Sexually reproducing organisms range from simple single-celled systems to complex multicellular ones. They are isogamous, meaning instead of having male and female sexes, they belong to one of two “types”: plus or minus. Both types are identical to each other in form, but fusion can only take place between cells of opposite types.
As organisms get more complex, they evolved sexually dimorphic or anisogamous systems, meaning they produce distinct looking sex cells — small motile sperm and large stationary eggs.
The genetic basis of this transition from mating types to sexes is still a mystery and a study published in PLoS Biology on Tuesday may have overturned some pre-existing theories.
A team led by James Umen, from Danforth Plant Science Center, U.S., used two species of sexually-reproducing volvocine algae. The first, unicellular Chlamydomonas reinhardtii , was already known to have a gene called CrMID which determines if a cell was of plus or minus type.
The second was the multicellular Volvox carteri , which being evolutionarily ahead by about 200 million, has distinct sperm and egg cells. V. carteri has a gene similar to CrMID gene called in VcMID in its male cells.
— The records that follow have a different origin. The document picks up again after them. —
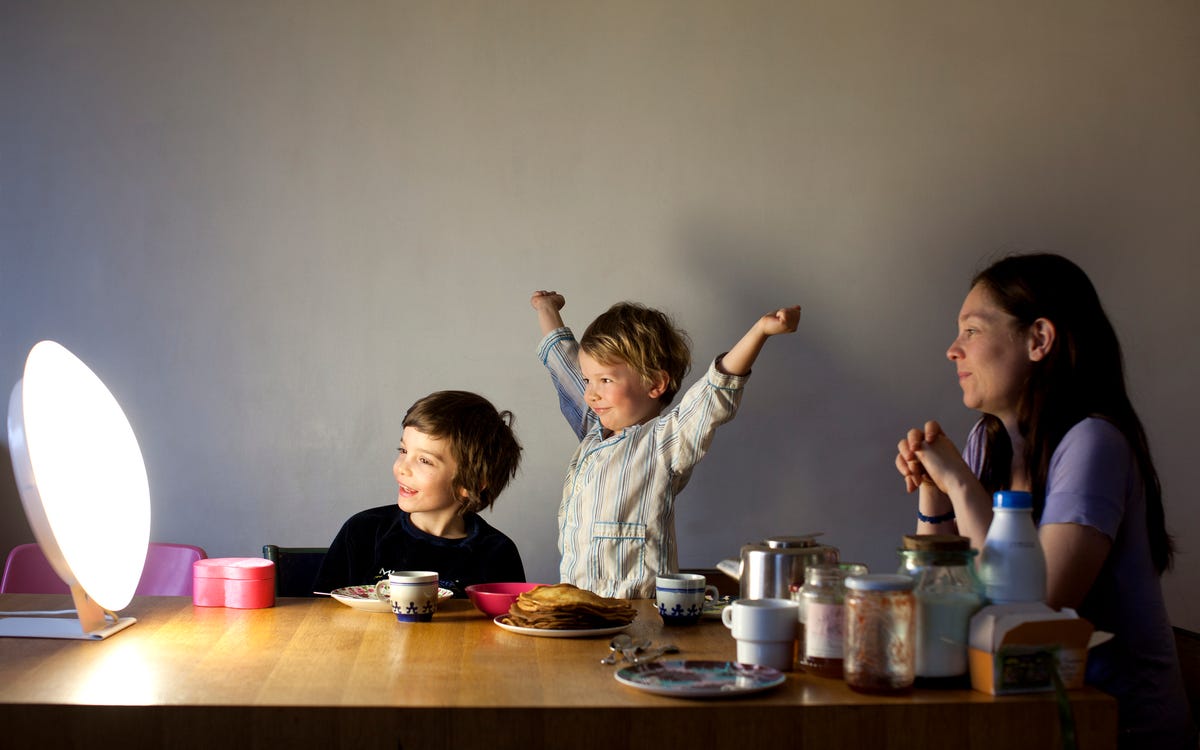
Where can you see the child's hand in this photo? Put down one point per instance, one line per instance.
(547, 300)
(783, 321)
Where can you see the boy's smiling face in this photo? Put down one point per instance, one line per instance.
(618, 395)
(425, 469)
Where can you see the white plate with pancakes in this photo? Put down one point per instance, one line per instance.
(564, 633)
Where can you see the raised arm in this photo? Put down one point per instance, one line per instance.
(741, 358)
(547, 304)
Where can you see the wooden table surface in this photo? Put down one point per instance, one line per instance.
(313, 672)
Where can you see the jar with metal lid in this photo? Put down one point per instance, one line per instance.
(822, 617)
(948, 593)
(880, 634)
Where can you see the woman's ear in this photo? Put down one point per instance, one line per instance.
(1042, 337)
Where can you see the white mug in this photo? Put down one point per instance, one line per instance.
(413, 594)
(681, 597)
(766, 630)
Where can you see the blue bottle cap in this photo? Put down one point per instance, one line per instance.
(1012, 499)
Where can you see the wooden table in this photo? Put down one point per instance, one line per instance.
(316, 673)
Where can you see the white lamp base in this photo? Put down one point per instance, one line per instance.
(58, 628)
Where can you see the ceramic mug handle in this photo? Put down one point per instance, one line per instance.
(727, 617)
(387, 593)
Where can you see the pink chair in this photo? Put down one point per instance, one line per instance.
(167, 573)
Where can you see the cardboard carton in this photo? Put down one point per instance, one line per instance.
(1015, 648)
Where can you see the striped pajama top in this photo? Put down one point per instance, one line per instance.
(616, 521)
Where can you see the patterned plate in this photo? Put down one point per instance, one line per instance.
(363, 598)
(700, 679)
It seemed reasonable to test if VcMID plays a similar role in sex determination as its counterpart.
The team found that the addition of the VcMID gene to female V. carteri cells was enough to make them produce sperm and fertilise other females. Similarly, removal of VcMID from male cells caused them to behave like and be fertilised by sperm like normal egg cells, though not as efficiently.
Further tinkering established that VcMID does indeed work as a master sex determining gene in V.carteri , too. Attempts to substitute VcMID with the more archaic CrMID failed, proving that significant changes have occurred to the gene over the years.
The predominant theory until now was that other genes — like a gamete-size determining one — pitched in with the sex determining gene (in this case, MID) to allow the generation of distinct sex cells. But Umen’s work shows that changes within MID alone were largely responsible for the transition from mating types to sexes.
Studying the evolution of algal reproduction may be useful in coming up with improved varieties of algae, which are today important for biofuel production.
“Finding a common master regulator in volvocine algae indicates that such master regulators may exist in other groups of algae. It is even possible that sex determining genes in biotechnological important algae may be relatives of MID,” wrote Umen.